Mehr als jeder sechste Afrikaner ist Nigerianer: Fast 160 Millionen Einwohner, also rund doppelt so viele wie in Deutschland, machen das Land zum bevölkerungsreichsten Afrikas.[5] Jeder zweite von ihnen lebt in Städten, wo sich häufig ein kulturell buntes Gemisch von Menschen findet.[6] Denn Nigeria beherbergt die meisten Sprachen und Ethnien aller afrikanischen Nationen: Schätzungsweise mehr als 250 Völker leben auf einer Fläche, die größer ist als die von Deutschland und Frankreich zusammen. Die Bevölkerungsdichte ist dabei so hoch wie die in Westeuropa. Zugleich ist Nigeria der größte Staat der Welt, in dem sich die Bevölkerung zu ungefähr gleichen Teilen in Christen und Moslems aufteilt. Das alles ergibt eine äußerst komplizierte Gemengelage – mit Potenzialen, die bislang noch ungleich größer sind als seine Leistungen, extrem dynamisch, aber auch instabil.

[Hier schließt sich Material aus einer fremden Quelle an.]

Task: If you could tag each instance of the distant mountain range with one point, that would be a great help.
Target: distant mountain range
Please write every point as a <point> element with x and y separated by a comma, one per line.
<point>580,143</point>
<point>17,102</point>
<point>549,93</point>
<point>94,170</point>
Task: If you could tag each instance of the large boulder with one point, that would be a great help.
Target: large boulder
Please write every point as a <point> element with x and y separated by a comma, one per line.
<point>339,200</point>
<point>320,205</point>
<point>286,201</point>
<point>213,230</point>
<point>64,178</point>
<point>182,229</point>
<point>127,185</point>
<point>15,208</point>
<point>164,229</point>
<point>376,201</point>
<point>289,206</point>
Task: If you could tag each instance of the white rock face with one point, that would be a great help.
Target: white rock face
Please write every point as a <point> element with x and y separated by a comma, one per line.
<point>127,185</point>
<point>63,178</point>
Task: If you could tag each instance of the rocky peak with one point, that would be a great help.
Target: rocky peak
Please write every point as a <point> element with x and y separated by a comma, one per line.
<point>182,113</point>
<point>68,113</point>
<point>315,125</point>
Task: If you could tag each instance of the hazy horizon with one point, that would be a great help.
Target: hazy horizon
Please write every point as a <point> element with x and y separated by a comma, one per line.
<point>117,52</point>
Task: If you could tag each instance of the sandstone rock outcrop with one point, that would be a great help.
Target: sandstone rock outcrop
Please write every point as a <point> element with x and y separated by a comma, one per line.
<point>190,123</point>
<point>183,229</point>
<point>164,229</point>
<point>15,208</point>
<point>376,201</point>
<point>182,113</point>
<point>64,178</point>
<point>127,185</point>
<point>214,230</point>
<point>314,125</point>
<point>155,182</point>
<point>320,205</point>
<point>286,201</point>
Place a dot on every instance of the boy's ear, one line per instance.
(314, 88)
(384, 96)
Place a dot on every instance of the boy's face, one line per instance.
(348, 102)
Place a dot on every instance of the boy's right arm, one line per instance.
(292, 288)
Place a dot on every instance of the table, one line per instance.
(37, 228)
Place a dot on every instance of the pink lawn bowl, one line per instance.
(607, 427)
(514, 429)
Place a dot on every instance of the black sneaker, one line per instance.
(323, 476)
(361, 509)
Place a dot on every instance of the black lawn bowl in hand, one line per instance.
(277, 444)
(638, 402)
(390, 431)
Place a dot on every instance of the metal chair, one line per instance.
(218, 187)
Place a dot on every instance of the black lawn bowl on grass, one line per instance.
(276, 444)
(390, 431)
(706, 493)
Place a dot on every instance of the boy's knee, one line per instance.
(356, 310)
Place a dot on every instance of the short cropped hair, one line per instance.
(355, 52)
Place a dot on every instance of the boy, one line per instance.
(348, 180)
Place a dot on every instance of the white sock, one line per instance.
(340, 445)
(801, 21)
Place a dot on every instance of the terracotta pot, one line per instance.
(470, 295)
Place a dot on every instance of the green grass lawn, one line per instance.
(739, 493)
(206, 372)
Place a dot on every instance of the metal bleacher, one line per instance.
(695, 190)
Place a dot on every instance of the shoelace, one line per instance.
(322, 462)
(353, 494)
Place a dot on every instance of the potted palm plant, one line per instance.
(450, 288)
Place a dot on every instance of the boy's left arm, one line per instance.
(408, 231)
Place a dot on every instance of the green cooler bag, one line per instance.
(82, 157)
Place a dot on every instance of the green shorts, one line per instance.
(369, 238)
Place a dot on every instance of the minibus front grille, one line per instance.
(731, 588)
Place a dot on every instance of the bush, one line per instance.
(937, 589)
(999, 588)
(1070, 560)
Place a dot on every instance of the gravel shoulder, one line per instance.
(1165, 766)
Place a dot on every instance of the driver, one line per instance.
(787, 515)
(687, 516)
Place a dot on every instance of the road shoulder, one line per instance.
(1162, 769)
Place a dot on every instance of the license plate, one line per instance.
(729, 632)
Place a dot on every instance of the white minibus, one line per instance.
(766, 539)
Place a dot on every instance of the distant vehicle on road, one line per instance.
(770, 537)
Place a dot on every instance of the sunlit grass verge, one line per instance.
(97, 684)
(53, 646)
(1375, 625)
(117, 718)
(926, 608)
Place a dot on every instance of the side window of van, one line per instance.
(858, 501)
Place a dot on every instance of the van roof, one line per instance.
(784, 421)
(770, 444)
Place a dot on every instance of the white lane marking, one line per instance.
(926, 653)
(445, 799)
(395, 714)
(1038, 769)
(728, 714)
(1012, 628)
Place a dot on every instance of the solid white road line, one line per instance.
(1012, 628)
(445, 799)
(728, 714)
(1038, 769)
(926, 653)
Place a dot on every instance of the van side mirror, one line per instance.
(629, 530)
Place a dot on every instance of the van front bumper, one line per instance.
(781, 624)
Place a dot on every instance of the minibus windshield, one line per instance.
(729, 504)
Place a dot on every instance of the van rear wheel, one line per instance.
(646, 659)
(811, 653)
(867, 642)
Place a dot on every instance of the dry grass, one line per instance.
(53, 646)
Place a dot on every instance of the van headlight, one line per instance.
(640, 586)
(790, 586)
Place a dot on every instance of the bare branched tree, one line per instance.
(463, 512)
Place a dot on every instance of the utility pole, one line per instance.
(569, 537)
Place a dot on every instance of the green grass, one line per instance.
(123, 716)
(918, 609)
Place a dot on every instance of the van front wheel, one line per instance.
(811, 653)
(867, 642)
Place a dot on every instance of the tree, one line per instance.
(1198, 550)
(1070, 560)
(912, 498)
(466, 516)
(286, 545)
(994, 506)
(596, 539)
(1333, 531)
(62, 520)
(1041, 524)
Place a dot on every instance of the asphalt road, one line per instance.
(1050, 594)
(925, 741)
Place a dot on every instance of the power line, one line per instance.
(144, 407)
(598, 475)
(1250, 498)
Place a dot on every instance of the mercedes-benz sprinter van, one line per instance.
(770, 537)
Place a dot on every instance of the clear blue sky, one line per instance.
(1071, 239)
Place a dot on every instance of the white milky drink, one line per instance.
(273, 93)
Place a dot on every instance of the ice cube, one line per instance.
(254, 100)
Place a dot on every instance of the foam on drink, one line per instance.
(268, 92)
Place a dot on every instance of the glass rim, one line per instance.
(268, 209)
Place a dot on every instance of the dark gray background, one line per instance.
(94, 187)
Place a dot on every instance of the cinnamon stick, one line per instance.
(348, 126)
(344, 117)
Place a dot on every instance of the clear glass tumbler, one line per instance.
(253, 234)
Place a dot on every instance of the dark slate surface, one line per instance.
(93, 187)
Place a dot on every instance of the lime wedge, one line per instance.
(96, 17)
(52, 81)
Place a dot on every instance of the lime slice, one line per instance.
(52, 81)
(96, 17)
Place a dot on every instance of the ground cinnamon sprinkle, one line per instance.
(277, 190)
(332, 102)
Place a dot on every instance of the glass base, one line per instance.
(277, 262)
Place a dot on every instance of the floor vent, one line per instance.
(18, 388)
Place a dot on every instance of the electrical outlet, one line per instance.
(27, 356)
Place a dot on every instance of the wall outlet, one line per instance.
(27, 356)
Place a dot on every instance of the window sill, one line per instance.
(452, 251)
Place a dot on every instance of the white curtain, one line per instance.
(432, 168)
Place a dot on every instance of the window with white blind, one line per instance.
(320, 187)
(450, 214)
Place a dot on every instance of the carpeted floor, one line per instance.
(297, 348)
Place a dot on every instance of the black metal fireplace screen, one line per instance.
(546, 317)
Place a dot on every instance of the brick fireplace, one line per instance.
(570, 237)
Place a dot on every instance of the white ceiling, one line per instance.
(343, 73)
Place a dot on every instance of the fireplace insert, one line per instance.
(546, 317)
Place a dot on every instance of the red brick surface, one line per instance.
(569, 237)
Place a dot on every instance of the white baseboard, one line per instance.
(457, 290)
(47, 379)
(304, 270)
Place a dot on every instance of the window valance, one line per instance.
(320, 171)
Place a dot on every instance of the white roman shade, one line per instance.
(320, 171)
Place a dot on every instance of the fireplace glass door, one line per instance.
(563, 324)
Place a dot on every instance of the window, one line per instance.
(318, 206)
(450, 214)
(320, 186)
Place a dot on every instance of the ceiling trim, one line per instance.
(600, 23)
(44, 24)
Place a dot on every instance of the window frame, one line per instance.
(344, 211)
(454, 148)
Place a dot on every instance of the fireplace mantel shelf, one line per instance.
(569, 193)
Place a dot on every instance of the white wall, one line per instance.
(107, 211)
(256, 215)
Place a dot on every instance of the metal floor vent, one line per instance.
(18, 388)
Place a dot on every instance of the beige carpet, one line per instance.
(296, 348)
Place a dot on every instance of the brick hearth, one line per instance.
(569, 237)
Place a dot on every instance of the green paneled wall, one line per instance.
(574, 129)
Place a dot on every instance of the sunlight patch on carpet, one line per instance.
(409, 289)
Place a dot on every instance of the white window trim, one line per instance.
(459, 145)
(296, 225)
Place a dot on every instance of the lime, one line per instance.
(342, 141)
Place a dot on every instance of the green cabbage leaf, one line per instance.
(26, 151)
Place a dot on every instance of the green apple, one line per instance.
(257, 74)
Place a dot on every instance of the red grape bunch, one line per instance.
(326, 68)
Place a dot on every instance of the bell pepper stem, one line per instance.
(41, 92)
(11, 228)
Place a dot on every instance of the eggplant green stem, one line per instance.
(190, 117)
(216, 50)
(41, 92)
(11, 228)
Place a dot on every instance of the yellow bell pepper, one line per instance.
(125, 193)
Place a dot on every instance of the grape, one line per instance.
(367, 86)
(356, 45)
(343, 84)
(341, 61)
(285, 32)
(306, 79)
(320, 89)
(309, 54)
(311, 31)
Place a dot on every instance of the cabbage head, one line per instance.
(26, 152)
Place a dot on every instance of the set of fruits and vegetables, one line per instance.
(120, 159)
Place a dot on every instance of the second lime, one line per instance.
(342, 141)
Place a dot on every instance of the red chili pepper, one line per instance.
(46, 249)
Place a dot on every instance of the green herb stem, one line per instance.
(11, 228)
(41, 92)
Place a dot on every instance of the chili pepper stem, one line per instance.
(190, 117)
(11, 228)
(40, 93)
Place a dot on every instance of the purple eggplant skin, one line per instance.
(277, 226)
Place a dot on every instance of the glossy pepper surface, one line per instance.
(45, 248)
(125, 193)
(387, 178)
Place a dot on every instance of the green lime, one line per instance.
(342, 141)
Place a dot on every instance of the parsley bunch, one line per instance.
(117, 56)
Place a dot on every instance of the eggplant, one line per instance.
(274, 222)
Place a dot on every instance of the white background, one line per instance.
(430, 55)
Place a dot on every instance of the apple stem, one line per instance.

Wie instabil, das zeigt die nigerianische Innenpolitik, die bis vor kurzem aus nicht mehr als einer endlosen Abfolge von manipulierten Wahlen, korrupten Regierungen und Militärputschen bestand. Immerhin: Zurzeit erlebt das Land bereits die vierte Legislaturperiode ohne Militärputsch. Noch nie in seiner Geschichte war das Land über einen so langen Zeitraum so friedlich. Und die Wahl des aktuellen Präsidenten Goodluck Jonathan im Jahr 2011 wird als die fairste seit der Unabhängigkeit bezeichnet.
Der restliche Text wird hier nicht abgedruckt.